Horsetail Fall is a small waterfall that only exists in the cooler months when there is adequate snow/rain runoff to create flow. The lava effect comes from the sunset lighting up the falling water. We tried to see Firefall back in 2018, but there wasn’t even a waterfall due to the California drought, so definitely check conditions before you go. The National Park website has several webcams to check live conditions. Water flow is critical, but you also need relatively clear skies at the time of sunset for the light to hit the fall. If it’s a blizzard or clouds roll in at JUST the wrong time, all bets are off. This happened to us in 2019 on our first night attempting to see Firefall (see video below). We stood eagerly waiting, and just as the fall lit up from the setting sun, the clouds covered the sunset and you could hear the disappointment spread over the crowd. If you can manage it, we recommend staying in or near the park and coming for multiple nights to improve your chances of seeing it.

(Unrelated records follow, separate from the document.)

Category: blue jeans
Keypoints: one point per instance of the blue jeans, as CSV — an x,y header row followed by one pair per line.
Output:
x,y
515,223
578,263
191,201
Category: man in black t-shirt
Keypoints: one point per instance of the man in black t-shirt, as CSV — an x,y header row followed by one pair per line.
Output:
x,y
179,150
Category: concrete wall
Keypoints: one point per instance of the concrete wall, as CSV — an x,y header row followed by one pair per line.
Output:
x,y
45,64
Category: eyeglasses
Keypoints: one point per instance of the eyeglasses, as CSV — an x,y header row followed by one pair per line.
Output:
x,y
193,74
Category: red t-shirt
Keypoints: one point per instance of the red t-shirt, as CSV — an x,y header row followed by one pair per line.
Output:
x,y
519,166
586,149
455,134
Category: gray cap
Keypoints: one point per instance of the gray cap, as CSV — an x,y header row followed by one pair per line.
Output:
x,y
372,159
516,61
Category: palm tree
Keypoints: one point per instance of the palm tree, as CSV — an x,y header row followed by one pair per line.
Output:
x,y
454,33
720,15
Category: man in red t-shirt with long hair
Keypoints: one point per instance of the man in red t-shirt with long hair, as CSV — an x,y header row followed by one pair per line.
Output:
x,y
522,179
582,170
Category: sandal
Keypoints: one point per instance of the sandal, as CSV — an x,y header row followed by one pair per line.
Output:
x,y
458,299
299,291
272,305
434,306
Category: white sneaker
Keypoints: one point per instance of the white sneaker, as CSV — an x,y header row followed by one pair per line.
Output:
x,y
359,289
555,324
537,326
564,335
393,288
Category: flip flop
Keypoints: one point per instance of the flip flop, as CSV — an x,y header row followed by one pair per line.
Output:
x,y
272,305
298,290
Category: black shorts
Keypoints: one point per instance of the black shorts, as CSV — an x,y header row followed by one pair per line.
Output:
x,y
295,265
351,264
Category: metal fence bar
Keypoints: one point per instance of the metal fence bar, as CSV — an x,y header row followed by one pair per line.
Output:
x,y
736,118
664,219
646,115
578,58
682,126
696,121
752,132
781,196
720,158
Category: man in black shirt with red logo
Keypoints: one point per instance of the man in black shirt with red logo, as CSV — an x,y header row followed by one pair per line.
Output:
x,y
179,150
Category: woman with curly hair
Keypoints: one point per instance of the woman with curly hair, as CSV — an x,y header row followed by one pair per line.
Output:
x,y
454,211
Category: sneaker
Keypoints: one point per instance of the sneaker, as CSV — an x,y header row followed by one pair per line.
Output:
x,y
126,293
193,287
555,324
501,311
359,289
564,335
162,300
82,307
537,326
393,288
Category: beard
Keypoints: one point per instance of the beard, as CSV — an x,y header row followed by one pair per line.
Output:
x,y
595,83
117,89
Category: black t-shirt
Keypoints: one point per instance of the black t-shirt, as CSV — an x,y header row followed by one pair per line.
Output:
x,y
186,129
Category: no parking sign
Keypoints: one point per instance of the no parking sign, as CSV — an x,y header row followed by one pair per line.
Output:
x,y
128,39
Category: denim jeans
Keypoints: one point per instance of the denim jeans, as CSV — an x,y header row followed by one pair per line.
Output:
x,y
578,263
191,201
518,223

The main view points to see Firefall are the El Capitan Picnic Area and the parking area near Cathedral Beach. However, we would advise against these spots because they are SO CROWDED! People stake out spots hours in advance in these two spots. That wasn’t an option for us as we had our 6-month old daughter with us, and wanted to spend our time enjoying other parts of the park during the day. There are many other viewing points along Northside Drive. The park closes one lane of Northside Drive for this event, so you can walk along the drive and find a spot to see the fall easily without needing to devote hours staking out a spot. We watched from an area on the south side of the road after crossing over Eagle Creek. The area is on the last large turn in the road before it straightens out and reaches the El Capitan Picnic area. We parked at the Yosemite Falls Parking area earlier in the day to make sure we had a good parking spot and walked from there. The lots filled early, so come early, hike around, visit the lodge to warm up, and then walk to your spot.

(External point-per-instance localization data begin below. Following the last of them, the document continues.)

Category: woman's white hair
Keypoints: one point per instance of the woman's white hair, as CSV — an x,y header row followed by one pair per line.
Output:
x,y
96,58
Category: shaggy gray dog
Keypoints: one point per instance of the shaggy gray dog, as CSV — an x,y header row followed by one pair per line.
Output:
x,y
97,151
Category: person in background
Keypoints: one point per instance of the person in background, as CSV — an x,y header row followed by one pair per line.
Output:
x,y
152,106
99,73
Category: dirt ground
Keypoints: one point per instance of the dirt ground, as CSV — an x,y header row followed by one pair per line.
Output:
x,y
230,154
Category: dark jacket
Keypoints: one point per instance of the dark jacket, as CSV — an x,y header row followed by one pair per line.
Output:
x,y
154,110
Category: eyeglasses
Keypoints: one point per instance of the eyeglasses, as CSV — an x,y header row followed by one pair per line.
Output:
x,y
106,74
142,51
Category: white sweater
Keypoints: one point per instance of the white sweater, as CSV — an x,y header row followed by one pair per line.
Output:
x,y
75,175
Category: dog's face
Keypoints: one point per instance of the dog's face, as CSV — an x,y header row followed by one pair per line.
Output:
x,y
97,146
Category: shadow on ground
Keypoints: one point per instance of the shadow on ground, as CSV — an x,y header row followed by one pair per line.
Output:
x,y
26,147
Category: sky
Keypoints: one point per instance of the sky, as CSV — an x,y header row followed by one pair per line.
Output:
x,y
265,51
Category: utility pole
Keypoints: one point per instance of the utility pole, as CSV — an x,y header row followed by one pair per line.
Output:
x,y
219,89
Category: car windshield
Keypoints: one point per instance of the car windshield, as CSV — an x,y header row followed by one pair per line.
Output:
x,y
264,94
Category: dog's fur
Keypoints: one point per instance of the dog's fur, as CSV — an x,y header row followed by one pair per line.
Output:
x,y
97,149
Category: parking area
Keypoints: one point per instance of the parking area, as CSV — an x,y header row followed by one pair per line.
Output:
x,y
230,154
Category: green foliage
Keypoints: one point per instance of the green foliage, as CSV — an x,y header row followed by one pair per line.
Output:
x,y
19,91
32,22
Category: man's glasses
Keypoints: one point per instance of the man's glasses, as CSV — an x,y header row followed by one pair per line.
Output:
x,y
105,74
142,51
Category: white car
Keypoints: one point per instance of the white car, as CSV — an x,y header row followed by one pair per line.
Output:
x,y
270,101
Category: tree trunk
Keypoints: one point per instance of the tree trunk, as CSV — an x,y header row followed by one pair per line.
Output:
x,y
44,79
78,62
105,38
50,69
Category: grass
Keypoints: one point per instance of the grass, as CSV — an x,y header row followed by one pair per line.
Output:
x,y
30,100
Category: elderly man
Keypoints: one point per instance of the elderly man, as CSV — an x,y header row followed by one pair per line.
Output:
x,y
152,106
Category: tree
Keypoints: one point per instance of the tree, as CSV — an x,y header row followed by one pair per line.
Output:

As a heads up, don’t plan on timing your drive to pass the view points at the perfect moment with the hope to stop and just watch. The park service runs a tight ship and doesn’t allow any parking or stopping between Camp 4 and El Capitan Crossover on Northside Drive. They were enforcing and ticketing last year.
First, getting there safely is key. The road conditions in Yosemite can be dicey in the winter. Keep in mind, you may need tire chains. Last year when we went, chains or 4-wheel drive with snow tires was required. You can check the National Park website for current conditions to see if chain requirements are in effect. If you have a Sprinter, we have a blog about snow chains here.
Second, we would recommend warm clothes, head lamps, and snow boots or waterproof shoes. Although the park service blocks one lane of traffic so you can walk along the road to your viewing spot, you will need to step off the road to watch the event. The ground can be either covered in snow (we had about 5 feet to trudge through last year) or mud.
Finally, if you are traveling with kids, keep in mind they get cold much faster than we do! We carried our daughter in a pack and stuck a battery bank in the bottom that ran a nice heating blanket for her the whole time. Totally not necessary with the proper bunting, but she loved it! You could also consider little hot hand hand warmer packets if it’s really chilly.
Firefall is epic and it draws quite a crowd. Each year we’ve gone to try to see it, the crowd has grown exponentially. While crowds aren’t our thing and might not be yours either, don’t let it scare you away just yet. If you plan ahead, arrive early, get a good parking spot, and know you’ll be watching the magic with thousands of other outdoor enthusiasts, you’ll enjoy it so much more! If you are lucky enough to see it, the awe and wonderment you can hear in the voices around you is really special and adds to the magic. Good luck!